So, I have a doubt in Attention is all you need:
The implementation of transformers on tensorflow's official documentation says:
Each multi-head attention block gets three inputs; Q (query), K (key), V (value). These are put through linear (Dense) layers and split up into multiple heads.
However, The paper mentions:
Instead of performing a single attention function with dmodel-dimensional keys, values and queries, we found it beneficial to linearly project the queries, keys and values h times with different, learned linear projections to dk, dk and dv dimensions, respectively. On each of these projected versions of queries, keys and values we then perform the attention function in parallel, yielding dv-dimensional output values.

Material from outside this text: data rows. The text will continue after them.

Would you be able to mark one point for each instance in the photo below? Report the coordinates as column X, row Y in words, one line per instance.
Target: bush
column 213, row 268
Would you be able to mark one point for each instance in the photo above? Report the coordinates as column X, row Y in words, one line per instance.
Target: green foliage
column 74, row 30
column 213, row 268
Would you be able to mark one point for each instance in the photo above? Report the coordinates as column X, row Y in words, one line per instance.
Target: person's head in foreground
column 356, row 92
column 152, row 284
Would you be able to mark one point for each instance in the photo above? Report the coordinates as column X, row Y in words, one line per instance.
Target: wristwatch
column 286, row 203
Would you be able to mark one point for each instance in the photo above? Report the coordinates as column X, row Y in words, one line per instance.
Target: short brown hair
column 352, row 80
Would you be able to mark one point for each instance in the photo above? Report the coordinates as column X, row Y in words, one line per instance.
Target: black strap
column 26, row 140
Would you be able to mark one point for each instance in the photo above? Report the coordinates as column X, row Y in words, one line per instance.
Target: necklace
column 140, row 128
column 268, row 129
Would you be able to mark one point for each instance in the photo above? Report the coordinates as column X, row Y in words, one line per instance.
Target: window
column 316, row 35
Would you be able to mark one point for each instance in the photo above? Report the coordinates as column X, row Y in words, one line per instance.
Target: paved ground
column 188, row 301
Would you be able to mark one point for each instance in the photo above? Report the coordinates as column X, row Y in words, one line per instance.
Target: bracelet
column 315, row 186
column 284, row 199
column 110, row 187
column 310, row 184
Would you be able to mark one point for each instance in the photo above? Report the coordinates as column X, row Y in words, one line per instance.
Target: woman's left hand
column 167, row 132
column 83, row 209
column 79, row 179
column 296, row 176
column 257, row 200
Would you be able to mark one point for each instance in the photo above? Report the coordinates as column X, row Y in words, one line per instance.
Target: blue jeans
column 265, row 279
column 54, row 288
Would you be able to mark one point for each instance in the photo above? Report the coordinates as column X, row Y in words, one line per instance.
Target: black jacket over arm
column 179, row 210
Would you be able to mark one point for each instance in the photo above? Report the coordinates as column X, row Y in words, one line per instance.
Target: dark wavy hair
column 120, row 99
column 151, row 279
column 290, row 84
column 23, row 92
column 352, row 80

There is no mention of splitting Q,K and V to obtain heads. Instead, the paper says that they are passed through 'h' different dense layers to convert d-model dimensional vectors to 'h' different dk,dk and dv dimensional vectors respectively. So basically the pseudocode, from what I understood, should look something like this:
Q,K & V are d-model dimensional vectors. for i in range(h): Qi = Dense(dk)(Q) Ki = Dense(dk)(K) Vi = Dense(dv)(V) Ai = Attention(Qi, Ki, Vi) A0, A1, A2, ..., Ah are then concatenated.
Is this right? or am I missing something here?